Такое предложение по достижению взаимопонимания между католиками и протестантами во Франция, само собой разумеется, воспринимается в Женеве как наитягчайшее преступление. Ибо как раз в это время тайная дипломатия Кальвина направляет свою деятельность на то, чтобы насильно раздуть во Франции пламя гугенотской войны; поэтому ничто не может быть более нежелательным для его агрессивной церковной политики, неужели этот гуманный пацифизм. Сразу же приводятся в движение все рычаги с целью задавить миролюбивое послание Кастеллио. Во все концы посылаются курьеры, всем авторитетным лицам протестантской церкви направляются письма с заклинаниями, и, действительно, своей организованной агитацией Кальвин добивается того, что реформатский Всеобщий синод в августе 1563 года принимает решение: «Сим церковь ставится в известность о выходе книги „Conseil a la France desolee“, автором которой является Кастеллио. Это очень опасная книга, и ее нужно остерегаться».

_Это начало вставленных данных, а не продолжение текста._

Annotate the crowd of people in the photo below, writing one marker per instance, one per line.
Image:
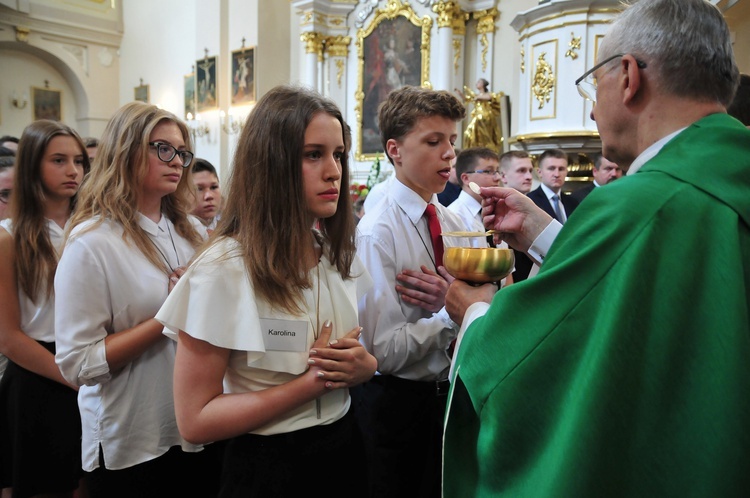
(161, 339)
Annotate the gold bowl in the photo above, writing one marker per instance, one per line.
(478, 264)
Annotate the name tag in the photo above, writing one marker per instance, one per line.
(284, 335)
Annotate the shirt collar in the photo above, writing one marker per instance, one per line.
(548, 191)
(411, 203)
(149, 226)
(651, 151)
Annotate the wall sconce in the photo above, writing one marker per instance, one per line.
(197, 127)
(230, 124)
(19, 103)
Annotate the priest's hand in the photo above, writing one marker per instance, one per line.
(462, 295)
(514, 215)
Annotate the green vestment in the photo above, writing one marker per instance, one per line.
(623, 368)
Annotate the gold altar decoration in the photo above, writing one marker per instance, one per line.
(484, 126)
(544, 81)
(575, 44)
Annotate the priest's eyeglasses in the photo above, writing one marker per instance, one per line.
(166, 153)
(586, 84)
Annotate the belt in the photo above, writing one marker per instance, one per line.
(435, 387)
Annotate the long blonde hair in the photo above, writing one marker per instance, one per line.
(36, 258)
(265, 209)
(114, 185)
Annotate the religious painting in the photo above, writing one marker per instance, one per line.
(243, 76)
(189, 85)
(47, 103)
(205, 84)
(141, 93)
(393, 52)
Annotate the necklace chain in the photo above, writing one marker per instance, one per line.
(174, 247)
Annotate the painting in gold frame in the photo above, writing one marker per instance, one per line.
(205, 84)
(189, 85)
(393, 51)
(243, 76)
(142, 93)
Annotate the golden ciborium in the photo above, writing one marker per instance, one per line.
(477, 265)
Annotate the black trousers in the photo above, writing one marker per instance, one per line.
(326, 460)
(175, 473)
(402, 426)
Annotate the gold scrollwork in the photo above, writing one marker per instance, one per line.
(444, 10)
(337, 46)
(485, 49)
(393, 9)
(575, 44)
(544, 81)
(22, 34)
(313, 43)
(456, 53)
(486, 20)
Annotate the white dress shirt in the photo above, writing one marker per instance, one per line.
(407, 341)
(215, 302)
(542, 244)
(104, 284)
(37, 318)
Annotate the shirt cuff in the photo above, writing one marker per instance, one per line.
(445, 317)
(540, 247)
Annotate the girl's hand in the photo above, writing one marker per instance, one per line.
(343, 362)
(174, 277)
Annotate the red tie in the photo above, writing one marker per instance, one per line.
(437, 241)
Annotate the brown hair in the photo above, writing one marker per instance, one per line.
(402, 108)
(265, 210)
(36, 258)
(113, 187)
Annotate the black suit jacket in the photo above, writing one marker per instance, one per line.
(580, 194)
(540, 199)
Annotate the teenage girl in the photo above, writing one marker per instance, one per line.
(40, 431)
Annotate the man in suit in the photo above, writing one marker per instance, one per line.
(516, 172)
(552, 170)
(604, 172)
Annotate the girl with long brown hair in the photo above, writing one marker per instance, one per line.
(266, 317)
(38, 409)
(129, 239)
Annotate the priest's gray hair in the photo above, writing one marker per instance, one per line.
(686, 43)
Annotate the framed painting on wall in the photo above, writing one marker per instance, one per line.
(205, 84)
(141, 93)
(243, 76)
(189, 85)
(393, 52)
(47, 103)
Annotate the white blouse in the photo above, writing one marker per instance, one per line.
(104, 285)
(37, 319)
(215, 302)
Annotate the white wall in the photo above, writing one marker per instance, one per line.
(21, 71)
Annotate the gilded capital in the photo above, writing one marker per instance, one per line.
(486, 20)
(313, 43)
(22, 34)
(337, 46)
(444, 10)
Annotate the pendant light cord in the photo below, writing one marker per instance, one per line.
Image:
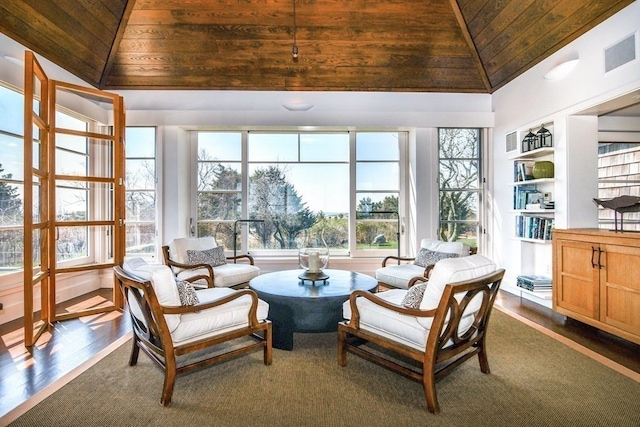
(294, 49)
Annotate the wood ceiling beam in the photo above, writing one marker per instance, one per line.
(472, 47)
(115, 45)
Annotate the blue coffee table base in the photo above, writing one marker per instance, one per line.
(296, 306)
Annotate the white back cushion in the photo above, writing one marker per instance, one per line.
(178, 248)
(163, 281)
(447, 247)
(453, 270)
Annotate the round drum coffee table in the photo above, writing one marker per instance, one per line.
(303, 306)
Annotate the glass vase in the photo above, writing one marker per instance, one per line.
(313, 255)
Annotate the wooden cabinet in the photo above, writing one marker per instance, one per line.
(596, 279)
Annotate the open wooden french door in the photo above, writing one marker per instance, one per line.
(36, 200)
(78, 189)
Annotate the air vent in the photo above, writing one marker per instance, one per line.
(620, 53)
(512, 142)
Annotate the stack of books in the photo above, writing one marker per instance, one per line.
(534, 283)
(534, 227)
(547, 205)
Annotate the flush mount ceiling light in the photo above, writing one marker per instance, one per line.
(561, 70)
(296, 106)
(294, 49)
(13, 60)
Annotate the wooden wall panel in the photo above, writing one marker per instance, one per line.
(372, 45)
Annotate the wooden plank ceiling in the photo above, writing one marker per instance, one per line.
(472, 46)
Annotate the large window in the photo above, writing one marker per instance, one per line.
(377, 190)
(140, 184)
(459, 178)
(618, 175)
(11, 181)
(289, 187)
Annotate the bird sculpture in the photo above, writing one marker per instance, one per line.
(620, 205)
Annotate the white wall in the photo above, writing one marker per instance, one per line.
(530, 100)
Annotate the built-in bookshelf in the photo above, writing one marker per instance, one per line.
(533, 203)
(533, 215)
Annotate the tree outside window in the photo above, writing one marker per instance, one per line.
(460, 184)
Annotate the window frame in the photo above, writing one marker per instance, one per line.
(481, 181)
(242, 248)
(155, 159)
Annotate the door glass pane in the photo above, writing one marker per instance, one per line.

Вновь удается задавить «опасную» — для фанатизма! — «книгу» Кастеллио, прежде чем она получила широкое распространение. А теперь на очереди человек, этот несокрушимый, несгибаемый антидогматик и антидоктринер! Наконец-то будет покончено с ним, наконец-то можно будет не только заткнуть ему рот, но и навеки сломать хребет! Чтобы прикончить Кастеллио, вновь призывается Теодор де Без. Одно только посвящение церковным властям его «Responsio ad defensiones et reprehensiones Sebastiani Castellionis»  1, обращенного к пасторам города Базеля, указывает на то, где должны быть приведены в действие рычаги против Кастеллио. Настало время, самое подходящее время, — внушает де Без, — заняться духовному правосудию этим опасным еретиком и другом еретиков. В полном беспорядке благочестивый теолог клеймит Кастеллио как лжеца, богохульника, самого скверного анабаптиста, осквернителя Священного писания, гадкого клеветника, покровителя не только всех еретиков, но и всех прелюбодеев и преступников; в заключение самым любезным образом его объявляют убийцей, который изготовил свою защиту в мастерской сатаны. Правда, в порыве бешеной ярости все грязные обвинения были так нагромождены друг на друга, что противоречили самим себе и теряли всякую обоснованность. Но лишь одно четко и ясно вытекает из этого поднятого с такой яростью шума: безумное желание наконец-то, наконец-то, наконец-то зажать Кастеллио рот, а лучше всего — убить его.

1«Ответ на апологию и опровержение Себастьяна Кастеллио» (лат.).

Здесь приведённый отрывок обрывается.